Google now has the solution to listen to a particular person talking in a crowd and the implications of the same might be immense, from enhancing chat audio quality to mapping voices in a video.
Computers, notwithstanding the recent advances in the field of AI, never had the ability to pick out a particular voice in a crowd though Google is claiming to have devised a solution to this. In a recent blog post, the company claimed to have developed a deep learning system that is smart enough to pick out individual voices just by looking at their faces.
Google also released a video to show just how effective the new technology is. As can be seen, shifting the slider on either side will let the user to listen to a particular voice while dimming out all surrounding noises.
Google said this has been achieved by letting the computer first recognize the individual as well as their mode of talking. Lip movements to everything else have been mapped which then were fed to a deep learning neural network to let the computer isolate the person talking and focus on his or her voice. In fact, the company created virtual parties where several individual voices were mixed to let the AI separate the voices into separate tracks.

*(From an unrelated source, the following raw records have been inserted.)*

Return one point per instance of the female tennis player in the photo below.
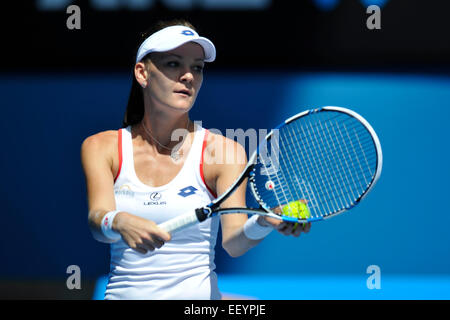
(159, 165)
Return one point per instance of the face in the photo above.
(173, 78)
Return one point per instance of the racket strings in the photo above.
(326, 161)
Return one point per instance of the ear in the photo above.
(141, 74)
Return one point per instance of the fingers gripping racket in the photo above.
(327, 158)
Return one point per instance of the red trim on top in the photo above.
(120, 154)
(201, 164)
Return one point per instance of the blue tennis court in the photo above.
(325, 287)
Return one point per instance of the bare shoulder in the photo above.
(222, 150)
(103, 143)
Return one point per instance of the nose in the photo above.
(186, 76)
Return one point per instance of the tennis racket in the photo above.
(328, 158)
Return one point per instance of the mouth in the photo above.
(184, 92)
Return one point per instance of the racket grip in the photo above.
(179, 223)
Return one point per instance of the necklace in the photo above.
(175, 153)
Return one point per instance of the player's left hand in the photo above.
(286, 228)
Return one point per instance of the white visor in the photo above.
(172, 37)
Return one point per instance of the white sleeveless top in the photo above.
(182, 268)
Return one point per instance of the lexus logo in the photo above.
(155, 196)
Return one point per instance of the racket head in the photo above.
(329, 158)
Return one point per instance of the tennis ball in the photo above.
(296, 209)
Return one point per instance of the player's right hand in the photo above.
(140, 234)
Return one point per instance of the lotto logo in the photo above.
(187, 33)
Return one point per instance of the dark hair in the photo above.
(135, 108)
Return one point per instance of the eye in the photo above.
(198, 68)
(173, 64)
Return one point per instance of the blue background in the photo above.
(402, 226)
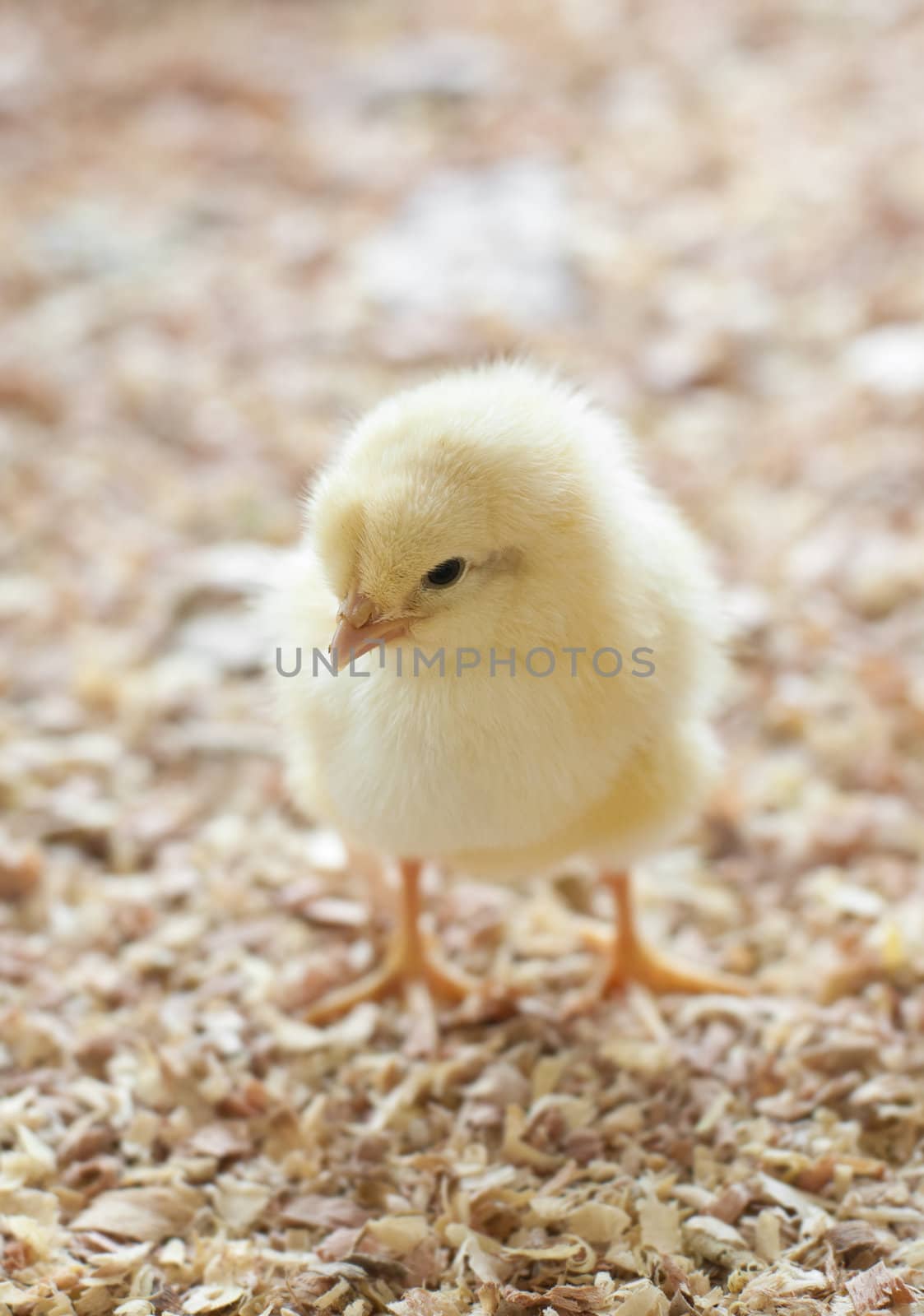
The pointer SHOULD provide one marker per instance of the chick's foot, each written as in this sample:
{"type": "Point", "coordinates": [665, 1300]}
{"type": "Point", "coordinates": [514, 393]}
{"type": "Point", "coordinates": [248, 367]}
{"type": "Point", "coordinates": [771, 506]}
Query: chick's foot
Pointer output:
{"type": "Point", "coordinates": [414, 958]}
{"type": "Point", "coordinates": [631, 960]}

While the same behavior comes naturally to us humans, the same for machines can be considered a revolutionary development in designing advanced AI-based systems. It has only been years that computer vision has become smart enough to recognize people or objects in photos. The latest advancements in computer vision tech is also evident in almost all major Photos app where the system is able to recognize friends and others.

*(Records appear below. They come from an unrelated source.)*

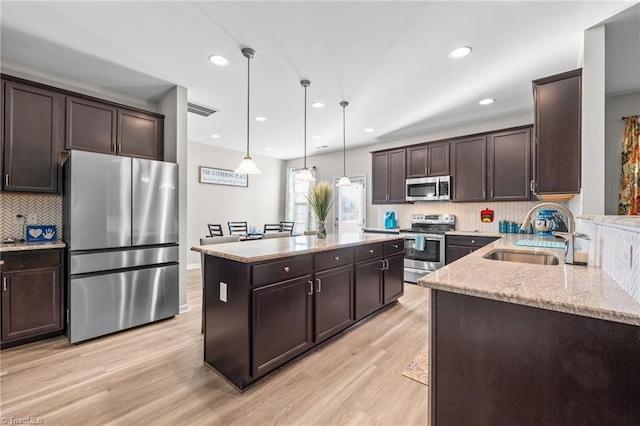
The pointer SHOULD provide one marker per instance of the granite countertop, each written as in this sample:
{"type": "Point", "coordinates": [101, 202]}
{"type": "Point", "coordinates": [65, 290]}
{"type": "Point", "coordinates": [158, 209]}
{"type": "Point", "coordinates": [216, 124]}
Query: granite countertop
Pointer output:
{"type": "Point", "coordinates": [276, 248]}
{"type": "Point", "coordinates": [38, 245]}
{"type": "Point", "coordinates": [580, 290]}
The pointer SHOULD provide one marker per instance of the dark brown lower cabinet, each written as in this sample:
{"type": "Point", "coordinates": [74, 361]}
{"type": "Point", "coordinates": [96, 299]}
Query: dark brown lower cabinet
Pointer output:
{"type": "Point", "coordinates": [282, 322]}
{"type": "Point", "coordinates": [32, 298]}
{"type": "Point", "coordinates": [259, 316]}
{"type": "Point", "coordinates": [496, 363]}
{"type": "Point", "coordinates": [333, 301]}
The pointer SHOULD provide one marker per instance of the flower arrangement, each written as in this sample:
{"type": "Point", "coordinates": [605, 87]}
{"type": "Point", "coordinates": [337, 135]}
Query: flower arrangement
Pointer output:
{"type": "Point", "coordinates": [321, 200]}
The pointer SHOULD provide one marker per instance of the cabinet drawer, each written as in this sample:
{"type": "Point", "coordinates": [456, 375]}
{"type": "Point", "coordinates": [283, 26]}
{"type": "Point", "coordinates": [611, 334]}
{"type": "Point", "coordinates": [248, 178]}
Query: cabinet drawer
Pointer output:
{"type": "Point", "coordinates": [395, 246]}
{"type": "Point", "coordinates": [31, 260]}
{"type": "Point", "coordinates": [476, 242]}
{"type": "Point", "coordinates": [282, 269]}
{"type": "Point", "coordinates": [333, 258]}
{"type": "Point", "coordinates": [369, 250]}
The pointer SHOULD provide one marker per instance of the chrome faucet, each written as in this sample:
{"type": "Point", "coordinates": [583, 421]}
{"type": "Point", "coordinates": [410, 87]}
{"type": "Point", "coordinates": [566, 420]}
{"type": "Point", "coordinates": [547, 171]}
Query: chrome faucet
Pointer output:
{"type": "Point", "coordinates": [569, 236]}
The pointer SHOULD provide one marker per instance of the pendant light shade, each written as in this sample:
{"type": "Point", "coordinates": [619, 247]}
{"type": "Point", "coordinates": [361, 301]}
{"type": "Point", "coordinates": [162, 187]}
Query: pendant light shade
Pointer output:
{"type": "Point", "coordinates": [344, 180]}
{"type": "Point", "coordinates": [247, 165]}
{"type": "Point", "coordinates": [304, 174]}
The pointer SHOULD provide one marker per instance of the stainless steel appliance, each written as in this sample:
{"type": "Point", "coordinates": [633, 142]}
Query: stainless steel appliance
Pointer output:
{"type": "Point", "coordinates": [121, 228]}
{"type": "Point", "coordinates": [424, 245]}
{"type": "Point", "coordinates": [437, 188]}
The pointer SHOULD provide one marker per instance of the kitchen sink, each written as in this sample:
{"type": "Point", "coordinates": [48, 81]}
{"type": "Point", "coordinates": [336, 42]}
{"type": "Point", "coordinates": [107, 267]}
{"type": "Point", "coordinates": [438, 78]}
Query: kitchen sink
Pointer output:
{"type": "Point", "coordinates": [521, 257]}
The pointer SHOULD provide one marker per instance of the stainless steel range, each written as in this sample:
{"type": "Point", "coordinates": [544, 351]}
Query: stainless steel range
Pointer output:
{"type": "Point", "coordinates": [424, 246]}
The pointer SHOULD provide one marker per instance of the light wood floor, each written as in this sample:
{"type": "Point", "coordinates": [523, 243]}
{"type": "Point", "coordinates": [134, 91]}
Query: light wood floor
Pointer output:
{"type": "Point", "coordinates": [155, 375]}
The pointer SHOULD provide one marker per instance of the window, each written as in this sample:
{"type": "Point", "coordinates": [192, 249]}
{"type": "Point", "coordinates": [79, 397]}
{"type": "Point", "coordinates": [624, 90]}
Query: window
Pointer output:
{"type": "Point", "coordinates": [296, 204]}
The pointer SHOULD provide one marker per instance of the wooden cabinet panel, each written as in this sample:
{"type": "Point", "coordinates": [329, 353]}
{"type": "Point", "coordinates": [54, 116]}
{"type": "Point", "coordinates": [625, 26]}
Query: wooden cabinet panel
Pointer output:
{"type": "Point", "coordinates": [389, 171]}
{"type": "Point", "coordinates": [368, 293]}
{"type": "Point", "coordinates": [333, 301]}
{"type": "Point", "coordinates": [469, 164]}
{"type": "Point", "coordinates": [394, 278]}
{"type": "Point", "coordinates": [139, 135]}
{"type": "Point", "coordinates": [90, 126]}
{"type": "Point", "coordinates": [31, 139]}
{"type": "Point", "coordinates": [282, 323]}
{"type": "Point", "coordinates": [32, 296]}
{"type": "Point", "coordinates": [557, 133]}
{"type": "Point", "coordinates": [509, 165]}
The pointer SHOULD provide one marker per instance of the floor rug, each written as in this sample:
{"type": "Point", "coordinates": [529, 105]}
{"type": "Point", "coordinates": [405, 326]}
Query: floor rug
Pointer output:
{"type": "Point", "coordinates": [418, 369]}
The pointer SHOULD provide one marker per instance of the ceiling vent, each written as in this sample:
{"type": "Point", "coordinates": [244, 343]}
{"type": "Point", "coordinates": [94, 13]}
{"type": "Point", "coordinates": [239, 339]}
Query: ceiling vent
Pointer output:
{"type": "Point", "coordinates": [202, 110]}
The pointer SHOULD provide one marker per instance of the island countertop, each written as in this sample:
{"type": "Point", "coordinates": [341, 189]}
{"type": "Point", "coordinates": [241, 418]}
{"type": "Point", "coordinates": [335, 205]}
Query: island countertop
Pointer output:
{"type": "Point", "coordinates": [580, 290]}
{"type": "Point", "coordinates": [276, 248]}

Something on the same lines can be expected with the latest Google research where maybe the same can be employed for better chat audio quality. Google already has the Hangout and Duo chat apps, and both look ideal candidate for the above tech.
Video recording might also benefit from the new tech where it might help in speech enhancements even in noisy environments. It could be like someone would like to listen to what everyone in a video had to say and the user can listen to only that person while muting out the rest and so on.
Google also cited the instance of the technology benefiting hearing aids where it can let the user listen to the one he or she wishes to in say a crowd. However, as some sources pointed out, there might be privacy issues as well as the same can let anyone to ‘listen’ to others talking in a public space. It seems intimate conversations might be open to eavesdropping of the AI kind now.